そうです。古いオートバイは壊れやすいと思われていますが、調子が悪くなる所が大体決まってるので、対策・対応を覚えておけば復活する確率が今時バイクより高いのです。尤も今時の日本製のバイクの故障率の低さは神業ですけどね。やっぱり日本のバイクは世界一です。でも天邪鬼の「兎屋」はそれに乗りたくないのです。だって面白くないですもの。性能が良いのと満足とは必ずしも同じでは有りませんね。

ここ10年ほどハーレー(アメリカ製バイク)は日本車レベルを目指して自社のバイク性能を上げてきましたが、上げれば上げるほど日本車の様になってしまい、ハーレーらしさが失われつつあります。

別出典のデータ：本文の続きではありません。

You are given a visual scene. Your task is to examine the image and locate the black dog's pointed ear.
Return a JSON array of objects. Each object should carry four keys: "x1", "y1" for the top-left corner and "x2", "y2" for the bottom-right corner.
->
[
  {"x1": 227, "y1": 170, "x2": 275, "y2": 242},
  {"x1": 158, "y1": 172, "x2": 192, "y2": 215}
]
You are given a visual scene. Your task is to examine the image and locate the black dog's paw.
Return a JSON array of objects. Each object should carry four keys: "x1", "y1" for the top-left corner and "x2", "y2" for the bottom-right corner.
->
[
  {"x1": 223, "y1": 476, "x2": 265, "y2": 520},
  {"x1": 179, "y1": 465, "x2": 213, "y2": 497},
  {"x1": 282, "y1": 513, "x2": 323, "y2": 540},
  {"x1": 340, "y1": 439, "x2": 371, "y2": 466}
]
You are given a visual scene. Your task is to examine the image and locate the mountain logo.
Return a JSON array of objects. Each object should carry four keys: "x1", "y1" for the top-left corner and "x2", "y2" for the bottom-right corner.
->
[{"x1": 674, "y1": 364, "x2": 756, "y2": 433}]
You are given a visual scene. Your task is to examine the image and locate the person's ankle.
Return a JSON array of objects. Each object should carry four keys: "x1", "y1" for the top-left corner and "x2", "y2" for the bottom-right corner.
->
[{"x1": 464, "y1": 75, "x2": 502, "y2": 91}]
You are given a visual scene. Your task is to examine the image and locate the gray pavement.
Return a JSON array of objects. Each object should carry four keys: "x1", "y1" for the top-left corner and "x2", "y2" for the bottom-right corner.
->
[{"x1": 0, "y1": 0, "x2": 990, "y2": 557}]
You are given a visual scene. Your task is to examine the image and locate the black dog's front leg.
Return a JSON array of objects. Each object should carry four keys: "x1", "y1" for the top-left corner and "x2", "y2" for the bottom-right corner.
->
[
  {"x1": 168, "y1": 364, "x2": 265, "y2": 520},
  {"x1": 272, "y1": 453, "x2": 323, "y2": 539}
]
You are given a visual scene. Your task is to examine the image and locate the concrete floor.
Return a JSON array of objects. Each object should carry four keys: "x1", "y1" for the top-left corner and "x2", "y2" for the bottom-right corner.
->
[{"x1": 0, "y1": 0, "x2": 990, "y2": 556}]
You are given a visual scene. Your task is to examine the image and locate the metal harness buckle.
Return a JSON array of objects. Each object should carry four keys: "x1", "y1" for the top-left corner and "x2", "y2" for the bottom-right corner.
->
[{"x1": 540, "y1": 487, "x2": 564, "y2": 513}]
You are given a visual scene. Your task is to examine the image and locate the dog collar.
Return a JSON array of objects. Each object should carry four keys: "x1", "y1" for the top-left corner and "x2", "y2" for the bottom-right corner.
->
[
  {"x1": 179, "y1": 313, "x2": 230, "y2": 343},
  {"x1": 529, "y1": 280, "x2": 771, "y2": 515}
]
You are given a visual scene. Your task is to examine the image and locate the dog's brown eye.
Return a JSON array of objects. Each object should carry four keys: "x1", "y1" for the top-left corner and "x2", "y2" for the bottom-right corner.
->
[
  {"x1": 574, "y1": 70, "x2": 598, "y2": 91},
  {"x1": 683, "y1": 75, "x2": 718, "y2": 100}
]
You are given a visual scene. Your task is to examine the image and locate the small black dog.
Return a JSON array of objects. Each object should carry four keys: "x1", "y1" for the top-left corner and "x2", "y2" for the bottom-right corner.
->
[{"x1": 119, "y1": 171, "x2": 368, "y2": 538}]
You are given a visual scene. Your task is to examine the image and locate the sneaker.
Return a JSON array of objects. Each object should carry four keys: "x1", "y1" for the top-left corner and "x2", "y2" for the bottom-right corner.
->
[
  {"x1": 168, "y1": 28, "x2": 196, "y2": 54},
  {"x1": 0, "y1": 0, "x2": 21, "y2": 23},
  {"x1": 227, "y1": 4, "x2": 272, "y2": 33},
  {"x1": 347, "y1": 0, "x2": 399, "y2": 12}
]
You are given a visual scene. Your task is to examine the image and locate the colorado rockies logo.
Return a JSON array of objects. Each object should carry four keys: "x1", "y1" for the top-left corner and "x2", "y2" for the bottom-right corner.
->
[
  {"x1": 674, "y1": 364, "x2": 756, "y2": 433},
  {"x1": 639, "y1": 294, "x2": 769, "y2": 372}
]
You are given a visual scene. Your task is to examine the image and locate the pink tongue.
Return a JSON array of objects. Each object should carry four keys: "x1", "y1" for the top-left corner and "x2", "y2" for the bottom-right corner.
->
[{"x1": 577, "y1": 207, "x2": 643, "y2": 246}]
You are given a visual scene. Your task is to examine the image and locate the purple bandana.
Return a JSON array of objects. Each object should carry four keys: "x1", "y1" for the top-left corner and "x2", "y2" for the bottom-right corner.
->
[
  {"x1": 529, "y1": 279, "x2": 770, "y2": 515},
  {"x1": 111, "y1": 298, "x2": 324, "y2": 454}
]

私や仲間達から見れば皮肉に思えるこの動きですが、米国人は自国のバイク性能が上がるのを喜んでおり、ハーレーの日本車化には歓迎ムードです。

日本人の場合は、古き良きアメリカのイメージからハーレーを見ているのでハーレーの日本車化には寂しさを感じる人が多いのです。その証拠に、アメリカ人は古いハーレーを売って新車のハーレーに乗り換えるパターンなのですが、日本人の場合は私の様に、折角買った高年次のハーレーを売って、30~60年前のハーレーというよりも”ダビットソン”という響きが似合うような旧車系に乗り換える人が多いのです。その為世界中の旧車ハーレーが日本にドンドン集まって来ているという状況が10年ほど前から顕著になっています。合理的なアメリカ人の選択はその説明の通りわかるのですが、はやり日本人は不思議な感覚を持っていると思わざるを得ません。

さて東京へそろそろ出発しなければなりませんが、どのルートで行こうか?

注)この記事は2006年3月7日(旧)兎屋ブログからの転載です。